Published November 08, 2011, 09:41 PM

WOSTER: Words on the Wall are more than just names

I’ve been to Washington, D.C., just once in my life, and my tour guide packed so much stuff into the couple of days I was in town that I didn’t get to process the experience.

By: Terry Woster, The Daily Republic

I’ve been to Washington, D.C., just once in my life, and my tour guide packed so much stuff into the couple of days I was in town that I didn’t get to process the experience.

I was in the nation’s capital on business and had most of one day and part of a second to see the sights. It was a slap-dash affair, rushing from place to place, monument to monument, all over the city.

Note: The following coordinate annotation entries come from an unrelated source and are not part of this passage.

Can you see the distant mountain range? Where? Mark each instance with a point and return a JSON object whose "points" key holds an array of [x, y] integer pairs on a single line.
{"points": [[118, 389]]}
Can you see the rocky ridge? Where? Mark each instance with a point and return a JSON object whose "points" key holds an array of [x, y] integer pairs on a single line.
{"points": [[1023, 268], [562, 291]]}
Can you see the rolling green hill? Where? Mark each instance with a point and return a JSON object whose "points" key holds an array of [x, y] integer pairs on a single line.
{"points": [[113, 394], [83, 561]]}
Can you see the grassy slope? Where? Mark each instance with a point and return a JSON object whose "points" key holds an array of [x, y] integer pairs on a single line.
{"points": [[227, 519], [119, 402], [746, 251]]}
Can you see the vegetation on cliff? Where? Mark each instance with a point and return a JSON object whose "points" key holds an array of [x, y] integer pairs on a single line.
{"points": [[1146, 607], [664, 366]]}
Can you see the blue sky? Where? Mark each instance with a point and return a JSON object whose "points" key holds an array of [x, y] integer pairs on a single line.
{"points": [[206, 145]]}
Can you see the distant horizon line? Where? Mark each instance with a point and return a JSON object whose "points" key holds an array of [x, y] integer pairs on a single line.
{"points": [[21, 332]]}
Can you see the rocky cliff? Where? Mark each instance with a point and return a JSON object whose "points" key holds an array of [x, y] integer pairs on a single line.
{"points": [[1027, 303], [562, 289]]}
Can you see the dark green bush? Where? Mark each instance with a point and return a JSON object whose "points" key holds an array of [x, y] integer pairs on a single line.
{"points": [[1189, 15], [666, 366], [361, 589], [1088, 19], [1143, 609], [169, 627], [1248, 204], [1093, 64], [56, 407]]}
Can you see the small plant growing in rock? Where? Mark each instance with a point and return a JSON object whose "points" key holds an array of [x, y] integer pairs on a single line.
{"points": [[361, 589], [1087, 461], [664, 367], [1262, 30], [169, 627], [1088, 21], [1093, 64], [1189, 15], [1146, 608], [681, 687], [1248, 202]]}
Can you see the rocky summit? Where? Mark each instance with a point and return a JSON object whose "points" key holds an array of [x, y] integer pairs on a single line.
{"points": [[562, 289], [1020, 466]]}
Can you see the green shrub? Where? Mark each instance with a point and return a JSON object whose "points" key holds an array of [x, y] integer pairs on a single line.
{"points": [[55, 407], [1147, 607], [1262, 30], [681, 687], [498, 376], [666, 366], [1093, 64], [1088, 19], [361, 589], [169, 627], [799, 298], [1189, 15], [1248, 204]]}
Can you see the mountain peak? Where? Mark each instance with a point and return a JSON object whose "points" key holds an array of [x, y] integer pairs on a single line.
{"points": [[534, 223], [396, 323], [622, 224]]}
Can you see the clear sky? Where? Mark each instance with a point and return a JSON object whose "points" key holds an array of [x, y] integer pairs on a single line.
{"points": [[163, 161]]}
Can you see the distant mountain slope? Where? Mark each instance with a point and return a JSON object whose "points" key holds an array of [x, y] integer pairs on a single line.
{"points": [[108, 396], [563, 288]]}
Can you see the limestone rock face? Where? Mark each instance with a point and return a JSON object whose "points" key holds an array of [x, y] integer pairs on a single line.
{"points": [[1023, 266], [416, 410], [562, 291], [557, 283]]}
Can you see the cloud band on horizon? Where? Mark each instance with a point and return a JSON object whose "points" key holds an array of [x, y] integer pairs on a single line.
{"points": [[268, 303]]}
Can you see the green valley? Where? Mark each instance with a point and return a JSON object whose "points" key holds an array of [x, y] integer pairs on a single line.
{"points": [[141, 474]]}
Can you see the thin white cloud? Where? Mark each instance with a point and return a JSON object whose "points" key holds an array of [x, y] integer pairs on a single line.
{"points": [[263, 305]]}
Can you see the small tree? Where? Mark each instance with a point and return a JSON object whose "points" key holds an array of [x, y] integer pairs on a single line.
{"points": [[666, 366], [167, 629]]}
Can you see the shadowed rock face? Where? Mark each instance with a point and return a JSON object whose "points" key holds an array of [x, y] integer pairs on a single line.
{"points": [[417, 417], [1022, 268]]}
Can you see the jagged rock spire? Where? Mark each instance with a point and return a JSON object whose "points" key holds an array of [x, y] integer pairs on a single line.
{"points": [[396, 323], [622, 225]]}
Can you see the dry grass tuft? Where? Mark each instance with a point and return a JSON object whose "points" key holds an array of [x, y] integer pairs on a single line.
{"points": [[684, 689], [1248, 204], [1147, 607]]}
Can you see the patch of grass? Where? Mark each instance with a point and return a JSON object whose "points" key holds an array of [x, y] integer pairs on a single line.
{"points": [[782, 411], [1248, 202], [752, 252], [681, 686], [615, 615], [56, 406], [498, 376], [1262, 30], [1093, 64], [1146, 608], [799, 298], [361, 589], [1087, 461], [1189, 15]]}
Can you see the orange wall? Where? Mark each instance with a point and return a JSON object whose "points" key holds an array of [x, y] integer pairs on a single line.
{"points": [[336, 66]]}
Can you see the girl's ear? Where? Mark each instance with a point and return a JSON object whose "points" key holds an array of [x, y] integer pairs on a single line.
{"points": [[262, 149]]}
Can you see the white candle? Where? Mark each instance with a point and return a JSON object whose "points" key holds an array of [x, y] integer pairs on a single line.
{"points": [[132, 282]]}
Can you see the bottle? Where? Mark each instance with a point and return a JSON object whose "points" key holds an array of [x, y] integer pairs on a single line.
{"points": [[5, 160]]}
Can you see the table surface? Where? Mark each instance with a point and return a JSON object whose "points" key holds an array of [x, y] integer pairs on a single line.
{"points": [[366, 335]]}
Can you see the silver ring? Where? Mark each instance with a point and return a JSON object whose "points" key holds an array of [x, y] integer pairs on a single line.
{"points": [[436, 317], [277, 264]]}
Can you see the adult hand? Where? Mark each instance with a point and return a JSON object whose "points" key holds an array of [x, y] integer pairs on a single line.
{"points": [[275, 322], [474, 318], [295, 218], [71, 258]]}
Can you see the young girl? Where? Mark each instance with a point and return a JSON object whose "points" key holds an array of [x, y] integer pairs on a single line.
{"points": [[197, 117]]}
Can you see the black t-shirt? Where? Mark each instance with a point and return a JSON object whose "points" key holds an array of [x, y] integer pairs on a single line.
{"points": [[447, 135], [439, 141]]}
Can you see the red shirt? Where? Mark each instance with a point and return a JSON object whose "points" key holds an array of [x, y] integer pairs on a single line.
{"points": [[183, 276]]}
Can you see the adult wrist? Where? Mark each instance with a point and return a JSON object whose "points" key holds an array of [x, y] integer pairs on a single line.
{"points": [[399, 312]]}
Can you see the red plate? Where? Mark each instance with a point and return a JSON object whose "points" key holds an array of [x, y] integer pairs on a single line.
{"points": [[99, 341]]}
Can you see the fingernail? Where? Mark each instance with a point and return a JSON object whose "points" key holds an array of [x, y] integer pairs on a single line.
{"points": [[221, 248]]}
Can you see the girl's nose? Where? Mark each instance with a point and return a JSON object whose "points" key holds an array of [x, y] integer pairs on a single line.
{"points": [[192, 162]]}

Two things I clearly remember.

The Lincoln Memorial was magnificent. Although part of it was under construction (not sure what they were doing, just that there were construction blocks around and roped-off areas here and there), it was everything I expected and more. I’ve been something of a Civil War nut in my time, interested in the causes of the conflict and in the ferocious battles that raged for most of four years. I’ve never quite fathomed how a disagreement among citizens in this country — even a century and one-half ago — could have ended in such bloodshed. Battle after battle left thousands from each side dead on the ground, left thousands upon thousands more with grotesque, indescribable wounds.

We talk sometimes of surgical strikes and clean bombs and such. The Civil War had none of that. Soldiers went off to fight knowing that a battlefield wound quite likely meant a slow and excruciatingly painful death.

The face of the seated Lincoln, as I studied it, contained all of the pain, all of the suffering of all of the soldiers and all of their loved ones from both sides of that war. It was late in the day, nearly sunset, and my guide tugged at me to get on to the next attraction. Had he not, I might have stayed all night.

The Vietnam Wall was a surprise. I had seen it in photographs hundreds of times. I’d read about it from the time it was conceived. I knew what I was going to see, and yet I had no idea what I was going to feel.

My guide took me there almost directly from the Lincoln Memorial. It was growing dark by this time, and fewer people than I’d have expected were at the wall. The guide asked me for the name of someone I knew who had died in Vietnam. I mentioned Curt, the Kingsbury County kid who just had to learn to fly and so he traded some years in the service for some lessons on campus. In the last half of the 1960s, a young man in uniform who knew how to fly was a hot property, and even if he was about the nicest, most gentle guy in the world, Curt went to war and didn’t come back.

They say he died using his helicopter to draw enemy fire to alert a ground force about an ambush. Well, of course that’s what he would have done. Curt wouldn’t have known how to do anything else.

We found his name, and the guide offered to show me how to do one of those pencil shadings that trace the name onto a piece of paper. I said I’d prefer just to stand there a minute. In the surface of the wall on that quiet evening, I could make out my friend’s round face, crew-cut hair and wide-open smile. All these years after college, I still smile when I think of his smile. He was only one soldier out of 58,000 or more on the wall, but he was a soldier I knew, and he died for something that mattered to him.

After I thought about Curt a while, I asked about a kid who’d been a classmate for a couple of years in high school, then about a kid from Pukwana I’d played basketball against, and then a couple of names of kids I knew from the farm in Lyman County. We looked them up one at a time. I ran out of names long before the wall did, but not before I created a hefty list.

This Veterans Day, as on that evening I stood at the wall, it is well to remember how many have sacrificed for the rest of us.